La décision était attendue, mais pas forcément acquise. Ce mardi, à l’issue de sa réunion trimestrielle tenue à Rabat, Bank Al-Maghrib a choisi de garder son taux directeur inchangé à 2,25 %. Un choix mûrement réfléchi dans un contexte où les signaux économiques, bien que positifs, restent mêlés à des incertitudes d’envergure, notamment sur le plan international.

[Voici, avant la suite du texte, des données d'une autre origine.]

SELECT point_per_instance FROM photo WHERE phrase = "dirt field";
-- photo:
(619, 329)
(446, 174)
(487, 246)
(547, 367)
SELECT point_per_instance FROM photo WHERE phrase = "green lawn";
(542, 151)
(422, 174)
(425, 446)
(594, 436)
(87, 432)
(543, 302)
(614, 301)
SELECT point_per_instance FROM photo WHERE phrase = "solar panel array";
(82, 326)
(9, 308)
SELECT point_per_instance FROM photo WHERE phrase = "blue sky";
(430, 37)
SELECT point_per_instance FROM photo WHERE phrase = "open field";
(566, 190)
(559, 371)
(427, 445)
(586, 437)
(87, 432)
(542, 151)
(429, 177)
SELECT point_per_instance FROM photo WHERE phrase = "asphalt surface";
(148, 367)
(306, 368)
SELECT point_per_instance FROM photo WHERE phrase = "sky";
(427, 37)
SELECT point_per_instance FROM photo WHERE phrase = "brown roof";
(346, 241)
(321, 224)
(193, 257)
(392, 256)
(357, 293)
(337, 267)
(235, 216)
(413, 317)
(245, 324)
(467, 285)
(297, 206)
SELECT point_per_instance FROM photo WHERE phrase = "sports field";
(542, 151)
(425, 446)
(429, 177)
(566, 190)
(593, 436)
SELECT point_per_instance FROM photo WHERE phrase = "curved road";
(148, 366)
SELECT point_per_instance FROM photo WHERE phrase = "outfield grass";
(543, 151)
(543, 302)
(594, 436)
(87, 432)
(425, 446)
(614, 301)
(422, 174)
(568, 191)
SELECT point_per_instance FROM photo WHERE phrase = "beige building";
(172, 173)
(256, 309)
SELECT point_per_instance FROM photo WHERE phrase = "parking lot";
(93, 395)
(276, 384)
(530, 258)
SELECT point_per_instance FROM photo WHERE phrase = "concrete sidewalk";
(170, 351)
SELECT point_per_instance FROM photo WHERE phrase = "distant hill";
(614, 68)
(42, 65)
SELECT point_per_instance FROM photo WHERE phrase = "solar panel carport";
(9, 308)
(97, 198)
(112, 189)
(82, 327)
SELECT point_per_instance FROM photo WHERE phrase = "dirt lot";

La banque centrale explique ce statu quo par plusieurs éléments jugés rassurants. L’inflation, indicateur scruté avec attention, demeure sous contrôle. Elle évolue dans une zone jugée compatible avec l’objectif de stabilité des prix à moyen terme. Autre point notable : la croissance économique, hors secteur agricole, montre des signes tangibles de reprise. Cette dynamique est renforcée par le maintien des anticipations d’inflation à des niveaux jugés maîtrisés, preuve que les mesures précédentes semblent produire l’effet escompté.
Mais derrière cette apparente accalmie, l’institution monétaire reste sur ses gardes. Le climat économique mondial reste brouillé par des tensions géopolitiques, des politiques monétaires restrictives prolongées chez certains partenaires, et une visibilité réduite sur l’évolution des marchés. Dans ce contexte, Bank Al-Maghrib privilégie une approche prudente, en optant pour une pause plutôt que pour une action précipitée.
Cette décision n’est pas figée dans le marbre. La banque centrale indique qu’elle poursuivra l’évaluation de l’impact de ses précédentes baisses de taux sur le financement de l’économie, avec un intérêt particulier pour les très petites, petites et moyennes entreprises (TPME), souvent les plus sensibles aux conditions de crédit. Les décisions à venir seront prises au cas par cas, en fonction des données économiques les plus récentes.
Avec cette posture mesurée, Bank Al-Maghrib cherche à préserver un équilibre délicat : soutenir la reprise sans attiser des tensions inflationnistes ni fragiliser davantage les équilibres macroéconomiques du pays.